Reading Lolita in Tehran by Azar Nafisi

“Living in the Islamic Republic is like having sex with a man you loathe . . . if you’re forced into having sex with someone you dislike, you make your mind blank - you pretend to be somewhere else. You tend to forget your body; you hate your body. That’s what we do over here [in Iran]. We are constantly pretending to be somewhere else.”

This vivid description is one of hundreds given by Dr. Azar Nafisi, professor of literature. Born in Persia/Iran, she was educated in Europe and America, and returned to Iran in time to see the rise of the Taliban and the systematic quelling of both women’s rights and Western culture permeating Iran. As a professor, she meets some very intelligent, very gifted young women who all gravitate together because of the literature they read in her classes. Eventually, when Dr. Nafisi quits her job rather than being forced to wear the Veil, she starts her own class in her home. There, she invites seven of these certain young women, who have become her friends over the years, to join her. Together they read and discuss forbidden Western literature - Lolita, of course, but also Pride and Prejudice, Daisy Miller, and The Great Gatsby. What they do is illegal, and more than one woman is punished and beaten because of her interest in Western culture and higher education. Even though these women, including Dr. Nafisi, come from very different backgrounds and go on to lead different lives once the time period of this book ends, when they do come together, they loose themselves in their beloved novels for a time, and then trudge back into the world that both despises and controls them. This regular Thursday morning class continues for two years.
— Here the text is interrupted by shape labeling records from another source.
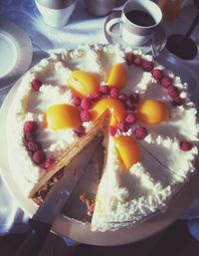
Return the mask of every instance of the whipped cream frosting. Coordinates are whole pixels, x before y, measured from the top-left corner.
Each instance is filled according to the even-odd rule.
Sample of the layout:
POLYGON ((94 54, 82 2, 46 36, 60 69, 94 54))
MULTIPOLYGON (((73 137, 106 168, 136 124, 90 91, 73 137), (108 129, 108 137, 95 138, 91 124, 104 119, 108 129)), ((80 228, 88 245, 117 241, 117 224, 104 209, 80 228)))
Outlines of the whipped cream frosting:
MULTIPOLYGON (((152 56, 143 55, 140 50, 122 48, 120 45, 85 45, 73 51, 55 53, 27 72, 20 81, 8 114, 9 164, 20 188, 28 195, 45 172, 34 164, 24 146, 24 122, 37 121, 38 136, 45 152, 48 156, 59 156, 79 138, 70 128, 43 129, 44 111, 55 104, 72 103, 72 92, 66 84, 73 70, 97 73, 100 84, 104 85, 113 64, 125 65, 125 55, 129 52, 144 60, 153 61, 155 68, 163 70, 164 74, 172 78, 184 104, 173 108, 150 72, 134 65, 126 66, 127 84, 122 92, 127 95, 136 92, 142 98, 165 102, 170 119, 158 126, 144 125, 148 135, 138 140, 141 159, 128 172, 118 158, 112 137, 108 137, 107 161, 97 194, 92 219, 93 230, 128 227, 165 209, 167 202, 196 171, 194 163, 198 154, 199 126, 195 105, 187 93, 188 85, 156 63, 152 56), (31 89, 33 79, 43 82, 39 94, 31 89), (179 140, 183 138, 193 141, 191 150, 185 152, 179 148, 179 140)), ((136 123, 134 127, 140 125, 136 123)), ((86 129, 91 126, 91 123, 84 124, 86 129)), ((120 134, 130 136, 132 130, 117 130, 116 135, 120 134)))

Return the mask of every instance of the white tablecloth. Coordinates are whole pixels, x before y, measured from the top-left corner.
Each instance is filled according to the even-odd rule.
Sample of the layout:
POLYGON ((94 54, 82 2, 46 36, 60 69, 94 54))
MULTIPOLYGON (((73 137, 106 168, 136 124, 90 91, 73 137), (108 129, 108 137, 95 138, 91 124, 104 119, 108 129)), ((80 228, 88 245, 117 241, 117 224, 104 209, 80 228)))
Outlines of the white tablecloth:
MULTIPOLYGON (((179 19, 175 23, 164 24, 167 34, 185 33, 195 13, 195 9, 191 6, 187 10, 182 10, 179 19)), ((83 43, 107 43, 103 34, 103 24, 106 17, 96 18, 91 16, 87 12, 83 1, 78 2, 69 24, 61 29, 51 28, 43 22, 34 0, 1 0, 0 16, 10 19, 26 31, 31 38, 34 51, 75 48, 83 43)), ((194 31, 193 39, 197 44, 199 43, 199 28, 194 31)), ((175 69, 178 74, 184 76, 190 82, 191 90, 194 91, 193 100, 197 102, 199 84, 196 85, 196 80, 198 77, 199 57, 197 56, 193 61, 177 61, 176 66, 176 60, 173 62, 171 58, 165 61, 164 55, 167 55, 166 51, 159 57, 159 61, 168 65, 171 69, 175 69)), ((33 57, 34 62, 40 59, 38 52, 33 57)), ((9 89, 0 92, 0 105, 8 92, 9 89)), ((193 200, 184 217, 199 217, 199 197, 193 200)), ((28 216, 18 207, 17 202, 9 194, 0 177, 0 235, 7 232, 24 232, 28 230, 27 218, 28 216)))

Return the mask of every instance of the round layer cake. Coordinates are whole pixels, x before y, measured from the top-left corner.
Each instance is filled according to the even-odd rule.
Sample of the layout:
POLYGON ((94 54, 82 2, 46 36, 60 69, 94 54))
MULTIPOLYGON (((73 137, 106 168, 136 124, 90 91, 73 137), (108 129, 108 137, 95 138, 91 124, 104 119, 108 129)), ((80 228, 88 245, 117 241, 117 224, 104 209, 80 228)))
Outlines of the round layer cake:
POLYGON ((7 119, 9 165, 23 193, 36 198, 102 133, 91 228, 129 227, 164 210, 196 173, 196 116, 187 84, 140 50, 60 51, 21 79, 7 119))

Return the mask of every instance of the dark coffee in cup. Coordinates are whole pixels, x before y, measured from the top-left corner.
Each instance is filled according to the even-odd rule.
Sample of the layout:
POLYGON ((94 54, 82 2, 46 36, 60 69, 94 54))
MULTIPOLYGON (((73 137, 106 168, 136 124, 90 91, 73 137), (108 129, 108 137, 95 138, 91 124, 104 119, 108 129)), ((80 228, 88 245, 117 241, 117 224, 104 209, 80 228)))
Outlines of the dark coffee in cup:
POLYGON ((144 11, 131 10, 126 12, 125 16, 131 23, 141 27, 150 27, 155 24, 153 17, 144 11))

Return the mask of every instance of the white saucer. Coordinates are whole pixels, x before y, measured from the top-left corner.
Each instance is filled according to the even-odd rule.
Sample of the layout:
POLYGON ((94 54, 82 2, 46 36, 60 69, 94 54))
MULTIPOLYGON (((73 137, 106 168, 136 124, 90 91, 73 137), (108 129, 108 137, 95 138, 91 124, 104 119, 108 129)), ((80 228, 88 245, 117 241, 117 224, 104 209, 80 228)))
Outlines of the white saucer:
MULTIPOLYGON (((121 37, 111 37, 109 34, 107 34, 106 30, 105 30, 105 26, 107 24, 107 22, 110 19, 113 18, 118 18, 121 16, 121 11, 120 10, 113 10, 106 18, 105 22, 104 22, 104 26, 103 26, 103 33, 105 36, 105 39, 107 40, 108 43, 110 44, 115 44, 115 43, 119 43, 123 46, 129 46, 127 43, 125 43, 121 37)), ((119 29, 119 24, 116 24, 112 27, 112 32, 117 32, 119 29)), ((159 27, 159 29, 157 30, 157 32, 154 34, 153 38, 152 38, 152 44, 153 44, 153 49, 151 47, 151 43, 148 43, 144 46, 139 47, 143 53, 147 54, 147 53, 151 53, 154 54, 155 53, 160 53, 165 45, 166 45, 166 33, 164 31, 164 28, 162 26, 159 27)), ((136 47, 133 47, 136 48, 136 47)))
POLYGON ((32 43, 27 34, 11 21, 0 17, 0 90, 9 79, 22 75, 31 65, 32 43))

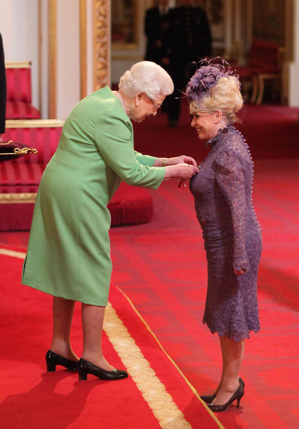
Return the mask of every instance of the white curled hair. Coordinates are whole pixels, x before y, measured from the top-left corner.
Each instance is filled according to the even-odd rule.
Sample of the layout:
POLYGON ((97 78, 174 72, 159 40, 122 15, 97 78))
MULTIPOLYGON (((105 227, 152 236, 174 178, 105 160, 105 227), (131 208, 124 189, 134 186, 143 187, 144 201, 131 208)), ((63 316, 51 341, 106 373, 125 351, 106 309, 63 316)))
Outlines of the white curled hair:
POLYGON ((159 95, 171 94, 174 90, 168 73, 150 61, 142 61, 132 66, 121 78, 118 88, 124 95, 130 98, 145 93, 154 100, 159 95))

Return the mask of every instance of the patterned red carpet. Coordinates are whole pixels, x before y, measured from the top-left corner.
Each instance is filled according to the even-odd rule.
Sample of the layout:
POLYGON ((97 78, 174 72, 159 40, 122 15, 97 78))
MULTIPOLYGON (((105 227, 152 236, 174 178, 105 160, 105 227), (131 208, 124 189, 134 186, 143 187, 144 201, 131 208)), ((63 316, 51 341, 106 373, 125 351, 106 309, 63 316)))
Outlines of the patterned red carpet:
MULTIPOLYGON (((272 116, 271 124, 266 121, 266 131, 262 129, 262 110, 259 108, 253 126, 256 132, 259 130, 256 140, 245 119, 242 126, 247 127, 244 135, 253 154, 256 153, 253 200, 263 228, 263 249, 258 282, 261 328, 247 342, 240 374, 245 384, 245 395, 240 408, 237 410, 234 404, 227 412, 215 414, 214 420, 196 396, 196 392, 212 393, 216 386, 221 374, 220 352, 217 336, 212 335, 202 322, 206 262, 192 196, 187 188, 178 189, 176 183, 169 181, 152 193, 154 215, 151 222, 111 230, 114 271, 110 302, 155 377, 170 395, 172 402, 169 397, 160 400, 164 405, 169 400, 169 412, 174 413, 166 418, 173 419, 175 415, 179 420, 171 423, 165 420, 165 414, 159 414, 159 399, 154 400, 154 406, 153 401, 145 400, 145 392, 148 390, 139 389, 145 380, 136 378, 138 374, 114 384, 91 379, 81 388, 76 376, 67 371, 45 373, 44 354, 50 340, 51 299, 18 283, 21 260, 14 257, 14 262, 12 257, 3 256, 0 282, 6 297, 3 317, 5 321, 1 328, 0 411, 9 423, 3 427, 295 429, 299 426, 299 171, 298 159, 285 156, 287 153, 298 157, 295 145, 298 125, 295 111, 272 108, 270 113, 266 109, 267 117, 272 116), (273 140, 266 139, 269 130, 276 139, 273 146, 273 140), (294 143, 290 142, 293 140, 289 131, 294 143), (280 147, 277 145, 278 139, 280 147), (260 148, 263 141, 265 145, 260 148), (271 148, 273 156, 266 156, 271 148), (120 290, 132 302, 179 371, 161 351, 120 290), (173 403, 177 409, 172 408, 173 403), (54 414, 60 416, 54 420, 56 426, 53 424, 54 414), (187 424, 185 422, 190 426, 182 426, 187 424)), ((157 129, 140 127, 136 138, 143 134, 153 139, 155 132, 162 128, 163 118, 157 118, 157 129)), ((179 137, 182 127, 177 129, 179 137)), ((169 136, 174 136, 172 129, 163 129, 165 136, 168 133, 169 136)), ((157 149, 158 136, 151 141, 157 149)), ((194 140, 196 137, 192 136, 194 140)), ((172 142, 167 141, 167 150, 172 143, 175 154, 179 154, 182 151, 178 139, 174 137, 172 142)), ((198 145, 199 159, 204 156, 204 149, 198 140, 193 144, 193 150, 198 145)), ((154 150, 147 151, 155 153, 154 150)), ((183 151, 189 154, 184 145, 183 151)), ((0 248, 17 246, 22 248, 16 250, 24 251, 28 236, 27 233, 0 233, 0 243, 3 244, 0 248)), ((79 353, 81 328, 78 308, 77 311, 73 342, 79 353)), ((110 310, 109 313, 109 317, 113 316, 110 310)), ((134 365, 126 360, 130 356, 124 354, 124 349, 127 352, 130 347, 118 344, 109 332, 111 324, 109 319, 104 338, 107 357, 118 367, 127 366, 127 362, 140 369, 142 364, 139 357, 134 365)), ((152 390, 160 388, 156 381, 154 378, 150 383, 152 390)))

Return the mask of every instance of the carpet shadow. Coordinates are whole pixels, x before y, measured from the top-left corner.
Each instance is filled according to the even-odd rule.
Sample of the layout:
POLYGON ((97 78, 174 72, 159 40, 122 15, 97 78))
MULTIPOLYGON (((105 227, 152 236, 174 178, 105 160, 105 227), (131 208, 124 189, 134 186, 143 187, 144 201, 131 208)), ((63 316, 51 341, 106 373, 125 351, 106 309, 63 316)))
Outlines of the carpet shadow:
MULTIPOLYGON (((68 394, 55 393, 59 382, 73 375, 63 370, 41 375, 42 381, 28 392, 9 395, 0 404, 6 429, 66 429, 80 415, 99 381, 75 382, 68 394)), ((100 381, 101 383, 109 381, 100 381)))
POLYGON ((263 292, 278 304, 292 310, 299 309, 299 278, 278 269, 260 264, 257 290, 263 292))
MULTIPOLYGON (((233 402, 230 407, 227 411, 222 413, 215 413, 214 415, 216 418, 227 429, 239 429, 240 426, 237 423, 236 419, 240 414, 242 414, 242 400, 240 402, 240 406, 238 409, 236 408, 236 401, 233 402)), ((183 412, 186 419, 188 421, 196 421, 196 426, 193 426, 194 428, 202 428, 204 429, 212 429, 212 428, 218 427, 217 420, 209 420, 207 418, 209 411, 206 410, 206 418, 203 413, 199 413, 198 409, 200 407, 205 407, 199 399, 194 395, 191 402, 183 410, 183 412), (188 420, 190 419, 190 420, 188 420), (196 420, 194 419, 196 419, 196 420)))

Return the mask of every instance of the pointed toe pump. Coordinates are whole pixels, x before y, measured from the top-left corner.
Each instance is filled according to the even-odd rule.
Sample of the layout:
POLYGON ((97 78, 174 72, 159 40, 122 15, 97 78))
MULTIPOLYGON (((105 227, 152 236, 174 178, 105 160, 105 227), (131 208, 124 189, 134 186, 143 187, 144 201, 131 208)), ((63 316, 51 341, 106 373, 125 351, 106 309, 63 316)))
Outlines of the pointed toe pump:
POLYGON ((72 371, 77 371, 79 369, 79 361, 70 360, 60 356, 51 350, 48 350, 45 355, 47 371, 51 372, 56 370, 56 365, 61 365, 72 371))
POLYGON ((106 371, 99 366, 97 366, 82 358, 79 361, 79 380, 87 380, 87 375, 92 374, 100 380, 113 380, 126 378, 128 373, 121 369, 106 371))
POLYGON ((211 411, 213 411, 215 413, 219 413, 221 411, 226 411, 234 401, 236 401, 237 399, 237 408, 239 408, 240 401, 241 401, 241 398, 244 396, 244 388, 240 383, 239 384, 239 387, 234 393, 232 397, 229 399, 226 404, 223 404, 223 405, 214 405, 214 404, 211 403, 208 405, 208 407, 211 411))
MULTIPOLYGON (((245 387, 245 383, 241 377, 239 378, 239 383, 240 384, 242 385, 243 388, 244 389, 245 387)), ((204 402, 207 402, 207 403, 208 403, 209 404, 214 401, 216 398, 216 395, 203 395, 202 396, 200 396, 200 399, 202 399, 204 402)))

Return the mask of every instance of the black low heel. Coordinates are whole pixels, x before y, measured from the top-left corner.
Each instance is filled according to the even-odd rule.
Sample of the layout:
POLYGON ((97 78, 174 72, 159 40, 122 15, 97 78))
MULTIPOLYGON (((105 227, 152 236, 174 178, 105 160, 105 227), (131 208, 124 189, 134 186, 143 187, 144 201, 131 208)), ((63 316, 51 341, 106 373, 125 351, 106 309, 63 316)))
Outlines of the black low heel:
MULTIPOLYGON (((244 389, 245 387, 245 383, 241 377, 239 378, 239 383, 240 384, 242 385, 243 388, 244 389)), ((200 399, 202 399, 204 402, 210 404, 211 402, 213 402, 214 400, 216 398, 216 395, 203 395, 200 397, 200 399)))
POLYGON ((77 371, 79 368, 78 361, 70 360, 66 357, 60 356, 51 350, 48 350, 45 355, 47 371, 52 372, 56 370, 56 365, 61 365, 72 371, 77 371))
POLYGON ((106 371, 81 358, 79 361, 79 380, 87 380, 88 374, 95 375, 100 380, 121 380, 128 376, 126 371, 115 368, 113 371, 106 371))
POLYGON ((236 401, 237 399, 237 408, 239 408, 239 405, 240 405, 240 401, 244 395, 244 388, 243 387, 242 385, 240 383, 237 390, 234 392, 231 398, 229 399, 226 404, 223 404, 223 405, 214 405, 214 404, 212 403, 208 405, 208 407, 211 411, 213 411, 216 413, 219 413, 221 411, 226 411, 234 401, 236 401))

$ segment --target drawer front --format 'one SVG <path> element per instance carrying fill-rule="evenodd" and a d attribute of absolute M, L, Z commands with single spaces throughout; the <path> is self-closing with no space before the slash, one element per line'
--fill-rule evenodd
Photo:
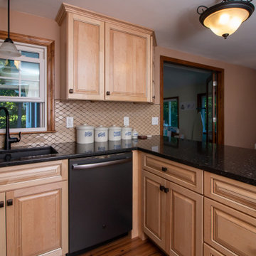
<path fill-rule="evenodd" d="M 203 194 L 202 170 L 150 154 L 143 154 L 142 158 L 143 169 Z"/>
<path fill-rule="evenodd" d="M 204 240 L 226 256 L 255 256 L 256 218 L 205 198 Z"/>
<path fill-rule="evenodd" d="M 256 218 L 256 186 L 205 171 L 205 196 Z"/>
<path fill-rule="evenodd" d="M 203 244 L 203 256 L 225 256 L 208 245 Z"/>
<path fill-rule="evenodd" d="M 0 168 L 0 191 L 68 179 L 68 160 Z"/>

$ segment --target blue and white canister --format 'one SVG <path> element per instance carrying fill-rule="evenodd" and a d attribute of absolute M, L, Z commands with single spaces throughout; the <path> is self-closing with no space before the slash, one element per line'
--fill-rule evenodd
<path fill-rule="evenodd" d="M 79 125 L 76 127 L 77 143 L 89 144 L 94 142 L 94 127 L 87 125 Z"/>
<path fill-rule="evenodd" d="M 109 128 L 109 140 L 110 141 L 119 141 L 121 140 L 121 127 L 117 127 L 115 125 Z"/>
<path fill-rule="evenodd" d="M 121 138 L 122 139 L 132 139 L 132 128 L 127 126 L 122 128 Z"/>
<path fill-rule="evenodd" d="M 108 140 L 107 127 L 103 127 L 100 125 L 95 129 L 95 142 L 105 142 Z"/>

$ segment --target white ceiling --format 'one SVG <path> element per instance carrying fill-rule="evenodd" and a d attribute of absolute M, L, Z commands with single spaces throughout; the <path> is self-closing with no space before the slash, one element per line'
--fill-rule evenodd
<path fill-rule="evenodd" d="M 11 10 L 54 19 L 61 0 L 11 0 Z M 155 31 L 158 46 L 256 70 L 256 11 L 225 40 L 199 23 L 196 9 L 217 0 L 65 0 Z M 252 1 L 256 4 L 255 0 Z M 6 8 L 7 0 L 0 0 Z"/>

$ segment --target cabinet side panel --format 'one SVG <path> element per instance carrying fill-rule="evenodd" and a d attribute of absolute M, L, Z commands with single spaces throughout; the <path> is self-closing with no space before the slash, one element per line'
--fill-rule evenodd
<path fill-rule="evenodd" d="M 0 208 L 0 255 L 6 255 L 6 201 L 5 193 L 0 193 L 0 202 L 4 202 L 4 207 Z"/>

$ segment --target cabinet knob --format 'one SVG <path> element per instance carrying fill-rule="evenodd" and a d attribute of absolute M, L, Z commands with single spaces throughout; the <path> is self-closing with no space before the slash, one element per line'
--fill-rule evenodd
<path fill-rule="evenodd" d="M 12 199 L 8 199 L 7 200 L 7 206 L 11 206 L 13 205 L 13 201 Z"/>
<path fill-rule="evenodd" d="M 167 171 L 167 168 L 166 168 L 166 167 L 162 167 L 162 171 Z"/>

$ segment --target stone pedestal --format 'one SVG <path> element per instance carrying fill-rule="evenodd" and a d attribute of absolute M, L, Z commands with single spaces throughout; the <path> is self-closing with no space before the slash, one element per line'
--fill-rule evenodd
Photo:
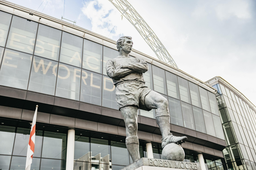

For most of this book, I was rather depressed, reading about Dr. Nafisi’s experiences and reminding myself it wasn’t a novel, but a memoir. This happened, and is still happening today. However, I was encouraged by the end of the book, when Dr. Nafisi and her family find the courage to emigrate to America, and many of her beloved students leave Iran as well.

If you enjoyed this book, please consider one of the following :
Fiction Recommendation : The Jane Austen Book Club by Karen Joy Fowler. Five women and one man meet periodically to discuss the work of (arguably) the greatest novelist in English. Six people, one for each Jane Austen title. It is California, a hot summer in the Central Valley early in the 21st century, and these are ordinary people, neither happy nor unhappy, but each of them hurting in different ways, all of them mixed up about love.
Fiction Recommendation : Lolita by Vladimir Nabokov. There is a reason why this novel about a pedophile rapist who lusts after a bratty ‘tween’ is not only in the title of Nafisi’s memoir, but also still considered great literature.
Note : Jeremy Irons reads an unabridged recording of the audiobook of Lolita. He is wonderful, and I highly recommend it!
Nonfiction Recommendation : Kabul Beauty School: An American Woman Goes Behind the Veil by Deborah Rodriquez. Rodriguez's account tells the story of one Michigan woman's quest to help women in Afghanistan after the fall of the Taliban the best way she knows how: by opening a beauty school. After spending a couple of years in her adopted city, she realizes that she is giving women the power to earn both money and autonomy, and fights fiercely to keep the school open.
Nonfiction Recommendation : Persepolis: The Story of a Childhood by Marjane Satrapi. This memoir in graphic novel form goes into great detail of Satrapi’s childhood in Iran during the Iran-Iraq war. The stark black-and-white drawings only add to the bleakness of her immediate future and barrenness of the landscape.